Can an Internship Program Help Your Business?
Summer vacation is almost over. The summer that was supposed to be “The Summer of Recovery” didn’t prove itself to be one. In today’s economic climate, business owners are apprehensive about hiring help. The cycles of hope and despair that have been plaguing us for at least a year have left people disillusioned and less adventurous.
If you need help in your small business, and don’t want to hire people because you are afraid you’ll have to let them go a few months later, maybe an internship program is the way to go.
Internship is defined by the Department of Labor by certain criteria: It has to be in the same academic or vocational field, the intern should not replace any paid worker and the internship should primarily benefit the intern, not the employer. The employer, on the other hand, “derives no immediate advantage” from the internship.

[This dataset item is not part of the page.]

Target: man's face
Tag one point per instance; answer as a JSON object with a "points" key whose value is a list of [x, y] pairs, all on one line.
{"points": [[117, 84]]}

Read on, not all internships are born alike.
If you establish contact with a higher education institute that has courses in your field, you have a way into the talent pool of the future. The young generation is most likely up to date with new technology which can make your life easier, or move your business forward.
Those students want to learn. They think of your business as their profession of choice and they are willing not to get paid to learn how it works in the real world.
What a wonderful way to screen your future employees, and keep the ones you like by turning them into student employees. If you want to get young talent into your business, you might have just hired the new whiz-kid.
An article in ReadWrite Start has 5 tips on creating an internship program. How to create a work plan, how to assign a good supervisor (it can be you…), how to give and take feedback and provide compensation when the work that’s done doesn’t fall into the categories mentioned above.